The flourishing community of Web-based blogmeisters – some of them skilled journalists, many of them fervent partisans – is transforming the climate in which ideas are floated and tested…. One recurring theme in Internet comment targets the unwillingness of journalists in mainstream media (known as MSM, generally a pejorative) to admit to having opinions of their own. If the problem is media bias, as the bloggers insist, why don’t journalists simply own up to their predispositions, abandon the pose of neutrality and let audiences evaluate their work accordingly? —Edward Wasserman
—Give me truth-telling over more transparency (Jewish World Review|Miami Herald)
Wasserman offers several good reasons why transparency isn’t the magical solution to the public perception that journalists are biased. He notes that the call for transparent journalists, who dutifully disclose every personal experience and affiliation that might possibly affect the slant of a story, will lead either to a ridiculous amount of confessional disclosure cluttering up reportage, or turn journalists into politicians who reassure their audiences with “bland formulations.”
When my first academic article submission was trashed by an anonymous reviewer, one of my professors pointed out that it’s impossible to write an article that can’t be trashed. In a similar way, it’s impossible to publish anything of value without getting somebody angry. Now that angry people have ready access to online publication, the rhetoric of the rant becomes part of the public discourse. While I agree with Wasserman’s call for journalists to do more professional criticism, the public at large is also served when they are trained to recognized biased rants for what they are. Teaching the public to identify hidden biases is much harder.

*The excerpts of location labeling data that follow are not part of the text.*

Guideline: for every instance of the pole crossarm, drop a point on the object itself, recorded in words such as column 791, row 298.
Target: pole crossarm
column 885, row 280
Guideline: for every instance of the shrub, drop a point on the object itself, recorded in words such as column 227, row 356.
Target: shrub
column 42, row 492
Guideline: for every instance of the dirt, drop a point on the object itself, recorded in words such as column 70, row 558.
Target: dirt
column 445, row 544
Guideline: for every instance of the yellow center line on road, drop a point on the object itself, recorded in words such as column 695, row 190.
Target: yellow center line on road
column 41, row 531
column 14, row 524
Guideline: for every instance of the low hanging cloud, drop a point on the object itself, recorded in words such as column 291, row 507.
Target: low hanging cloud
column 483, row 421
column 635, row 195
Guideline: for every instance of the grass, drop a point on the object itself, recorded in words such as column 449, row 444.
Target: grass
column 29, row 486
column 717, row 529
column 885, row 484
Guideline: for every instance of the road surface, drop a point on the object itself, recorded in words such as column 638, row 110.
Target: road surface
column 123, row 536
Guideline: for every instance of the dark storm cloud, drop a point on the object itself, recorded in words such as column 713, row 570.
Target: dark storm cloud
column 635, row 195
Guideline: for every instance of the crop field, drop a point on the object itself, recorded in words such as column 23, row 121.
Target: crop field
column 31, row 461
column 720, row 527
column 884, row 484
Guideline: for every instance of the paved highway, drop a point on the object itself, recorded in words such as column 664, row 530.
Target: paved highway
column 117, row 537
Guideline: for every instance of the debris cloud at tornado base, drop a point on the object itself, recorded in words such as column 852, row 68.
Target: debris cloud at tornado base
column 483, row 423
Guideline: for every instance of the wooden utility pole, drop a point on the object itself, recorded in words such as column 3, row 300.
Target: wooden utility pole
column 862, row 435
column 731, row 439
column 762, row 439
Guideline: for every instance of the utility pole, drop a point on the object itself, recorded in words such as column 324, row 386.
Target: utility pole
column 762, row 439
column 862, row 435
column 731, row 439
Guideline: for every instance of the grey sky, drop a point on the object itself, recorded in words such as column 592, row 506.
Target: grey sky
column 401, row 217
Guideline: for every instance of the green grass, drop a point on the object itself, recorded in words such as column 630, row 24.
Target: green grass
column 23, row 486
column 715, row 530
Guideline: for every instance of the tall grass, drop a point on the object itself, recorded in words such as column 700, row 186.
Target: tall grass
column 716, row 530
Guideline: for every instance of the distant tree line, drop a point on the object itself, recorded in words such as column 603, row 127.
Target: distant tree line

As a media critic, Wasserman calls instead for journalists to do more media criticism. They are better trained than most bloggers are, surely. Are news organizations really going to push out advertising-friendly celebrity, sports, and “Storm Watch” reportage to make room for a one journalist to offer a point-by-point analysis of another journalist’s coverage? Is there a mass audience that will pay to consume mass quantities of up-to-date professional media criticism, at the local, national, and global level?
Sadly, no.
Wasserman writes,
If a story is skewed, buries some facts and makes corrupt use of others for polemic reasons, won’t that emerge from analysis and criticism, not from some half-baked critique of the people who produced it?
Bloggers who launch ad-hominem attacks on journalists are missing the point, but it’s not impossible for amateur blogs to offer salient criticism.
See also Wasserman’s more recent column, Reporting Lies Gives Them Weight.
Hurrah for teaching, MJ. If the whole country were educated enough to interpret opinions and account for the effects of bias, we’d all be better off.
If I were to make a judgement call, and mind you it would be my own judgement, I believe all journalists started out as amateurs. There are times when journalists hold a position with a syndicate that,unfortunately, keeps personal opinion to a very low tolerance. It might be chaotic, but just once I would like to see every single journalist,and wannabe, express their true thoughts. What is one persons criticism is anothers tool for teaching.